Anomalies Are All About Context
One of the most contextual data sources of this moment is the mobile phone. Data from apps is one thing, but not that many providers let you download your consumption of your Mobile data, text messages entries and registered phone calls. So thank you Mobile Vikings. Anomalies are everywhere in data. No matter what, there’s always something odd with some numbers. That’s all about context. This is what this article is about.
If you haven’t read the first part, I would recommend you to start there.
Small Recap
The data is meta data with details. No text or anything from text messages but timestamps and types of interactions from over 5,75 years, ranging from 2010 up to october 2015. 46.209 records of data.

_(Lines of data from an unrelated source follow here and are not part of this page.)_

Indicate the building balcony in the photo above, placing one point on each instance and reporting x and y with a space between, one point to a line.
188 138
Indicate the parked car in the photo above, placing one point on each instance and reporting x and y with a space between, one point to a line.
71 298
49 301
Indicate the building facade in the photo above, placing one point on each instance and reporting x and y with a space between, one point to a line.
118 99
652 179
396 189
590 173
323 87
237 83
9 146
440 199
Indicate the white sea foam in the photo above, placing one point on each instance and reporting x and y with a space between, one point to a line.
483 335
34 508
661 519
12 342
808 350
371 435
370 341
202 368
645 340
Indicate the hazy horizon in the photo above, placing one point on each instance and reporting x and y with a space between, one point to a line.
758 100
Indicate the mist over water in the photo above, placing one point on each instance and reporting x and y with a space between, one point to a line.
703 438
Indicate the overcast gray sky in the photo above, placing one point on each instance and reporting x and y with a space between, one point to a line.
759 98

Here’s what’s in the data source available:
- The type of interaction (outgoing phone call, incoming phone call, sms sent, sms received, data)

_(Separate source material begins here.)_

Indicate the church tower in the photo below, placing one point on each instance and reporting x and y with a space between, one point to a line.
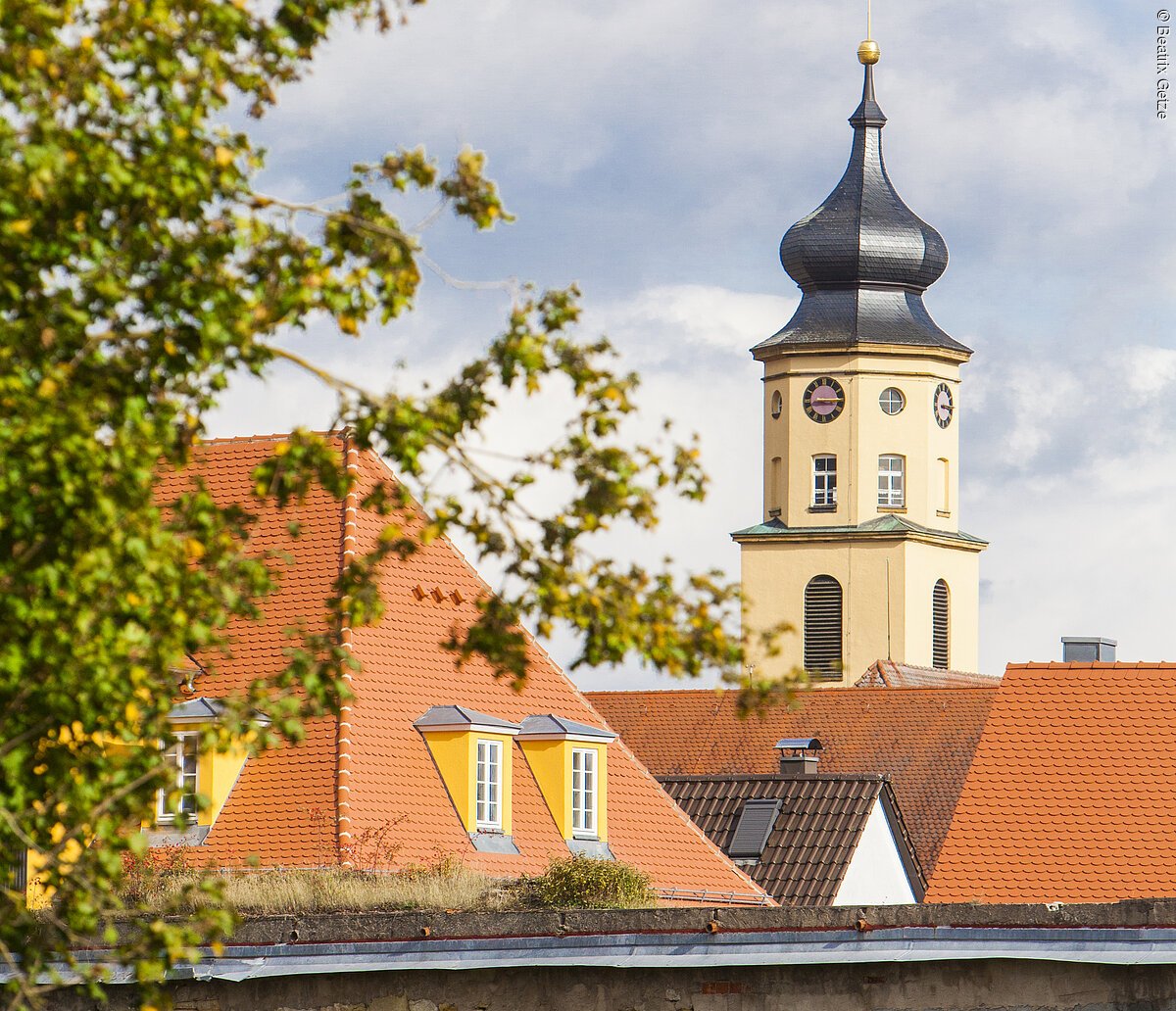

- Timestamp start and finish of phone calls
- The number that called or you received a call from
- Type of bundle
- The price of the bundle
Year 2010 2011 2012 2013 2014 2015 Records 8907 9154 7836 6577 6431 7304 Data 463 302 391 467 2798 4681 Incoming calls 243 259 525 487 408 351 Outgoing calls 309 272 577 498 489 360 Incoming text messages 4208 4529 3450 2727 1488 982 Outgoing text messages 3684 3792 2893 2398 1248 930
In this article, I’ll be focusing on the incoming and outgoing calls, as well for the text messages.
To give you some more context about the data, this graphs gives more context, for sure:

What Are Anomalies Exactly
Anomalies are numbers or events that deviate from the normal or what is standard. In every dataset, there are always some amount of anomalies present over a certain period of time. Mostly, the longer the period of time and thus the larger the dataset is, the more change you have to bump into anomalies.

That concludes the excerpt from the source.